Mas não se trata apenas de um processo económico. Estamos perante uma dinâmica nunca vista de homogeneização cultural: uma americanização selvagem de hábitos e costumes. Assistimos até a uma espécie de colonização do imaginário à escala planetária, da qual, aliás, Hollywood é o melhor instrumento, porquanto o cinema se tornou no «máximo produtor de ideologias mercantilizadas do século XX» (M. Canevacci). Na verdade, a indústria audiovisual, «em vez de ajudar didacticamente a compreender, amplia desme-suradamente o mecanismo de nós e os outros (in–group — out-group), graças também ao poder persuasivo da imagem» (idem). Daí que as reacções identitárias contra o fenómeno da globalização juntem numa mesma amálgama militantes de extremos opostos: «nacionalistas» de direita e «multiculturalistas» de esquerda.

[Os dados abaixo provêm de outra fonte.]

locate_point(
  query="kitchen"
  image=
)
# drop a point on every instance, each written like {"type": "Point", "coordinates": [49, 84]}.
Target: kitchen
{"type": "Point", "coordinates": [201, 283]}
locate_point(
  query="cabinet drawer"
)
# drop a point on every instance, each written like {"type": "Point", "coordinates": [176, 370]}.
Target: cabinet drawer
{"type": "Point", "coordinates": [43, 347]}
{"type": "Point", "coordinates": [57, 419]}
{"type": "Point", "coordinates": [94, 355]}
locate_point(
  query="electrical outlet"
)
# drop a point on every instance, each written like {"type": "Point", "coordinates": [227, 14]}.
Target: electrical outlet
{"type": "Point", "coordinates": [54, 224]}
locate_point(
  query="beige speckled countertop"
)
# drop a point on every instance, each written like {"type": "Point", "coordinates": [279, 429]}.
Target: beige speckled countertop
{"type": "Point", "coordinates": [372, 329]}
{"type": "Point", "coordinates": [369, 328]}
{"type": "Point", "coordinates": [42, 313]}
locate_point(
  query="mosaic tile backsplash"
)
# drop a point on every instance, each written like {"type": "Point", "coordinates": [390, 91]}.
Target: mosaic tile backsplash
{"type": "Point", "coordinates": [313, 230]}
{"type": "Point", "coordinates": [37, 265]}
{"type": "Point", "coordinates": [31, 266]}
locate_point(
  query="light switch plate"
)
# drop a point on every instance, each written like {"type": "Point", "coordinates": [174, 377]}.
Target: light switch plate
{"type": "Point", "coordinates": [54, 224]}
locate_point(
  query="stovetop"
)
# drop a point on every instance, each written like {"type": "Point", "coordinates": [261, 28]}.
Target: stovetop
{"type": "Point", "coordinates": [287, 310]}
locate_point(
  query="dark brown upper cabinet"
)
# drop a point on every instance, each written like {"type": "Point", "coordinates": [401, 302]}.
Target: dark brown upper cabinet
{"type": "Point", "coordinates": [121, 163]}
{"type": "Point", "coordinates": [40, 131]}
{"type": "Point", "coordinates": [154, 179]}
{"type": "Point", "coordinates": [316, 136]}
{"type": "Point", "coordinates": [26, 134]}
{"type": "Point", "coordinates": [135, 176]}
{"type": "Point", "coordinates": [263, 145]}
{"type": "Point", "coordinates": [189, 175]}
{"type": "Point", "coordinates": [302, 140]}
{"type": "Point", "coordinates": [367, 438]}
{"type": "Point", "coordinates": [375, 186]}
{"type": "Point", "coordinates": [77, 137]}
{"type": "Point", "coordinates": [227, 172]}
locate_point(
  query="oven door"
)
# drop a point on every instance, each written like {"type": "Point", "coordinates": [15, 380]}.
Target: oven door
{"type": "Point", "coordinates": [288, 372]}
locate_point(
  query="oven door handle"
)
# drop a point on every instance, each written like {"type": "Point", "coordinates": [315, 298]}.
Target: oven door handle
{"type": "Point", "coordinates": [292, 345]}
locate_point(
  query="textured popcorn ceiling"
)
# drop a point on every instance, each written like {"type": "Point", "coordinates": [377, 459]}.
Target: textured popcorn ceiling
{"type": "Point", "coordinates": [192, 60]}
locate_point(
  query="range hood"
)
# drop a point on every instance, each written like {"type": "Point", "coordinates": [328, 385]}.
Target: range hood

Assim sendo, numa época em que o fluxo anónimo do capital financeiro, circulando à velocidade da luz, e as tomadas de decisão de gestores sem rosto das empresas multinacionais determinam — sem qualquer controlo democrático — o destino da arraia-miúda da Terra, achamos por bem propor como tema de capa deste número um motivo às avessas do «cinzentismo» reinante: Heróis do Nosso Tempo. São eles, segundo os artigos publicados, sujeitos cujo retrato engrandece quem os reencontra no seu próprio espírito: Jesus de Nazaré, Capitão Salgueiro Maia, Martin Luther King, Gago Coutinho, Madre Teresa de Calcutá — e tantos outros.
Neste contexto, claro está, ganha especial significado a homenagem a um homem desta casa: o professor Sousa Pereira. E em tempos de mercantilização do saber, agora reduzido à moeda corrente da informação, é preciso insistir nesta nota: chegou o momento de reconhecer os heróis que há entre nós…
Esperamos portanto que o «JR», que é de todos e para todos os membros da comunidade educativa, cumpra deste modo um dos seus principais objectivos: promover o debate interno de ideias.
Last but not least: uma palavra de agradecimento a quem connosco colaborou com toda a gentileza e empenho, tornando assim possível a publicação do quarto número do «JR». Muito obrigado!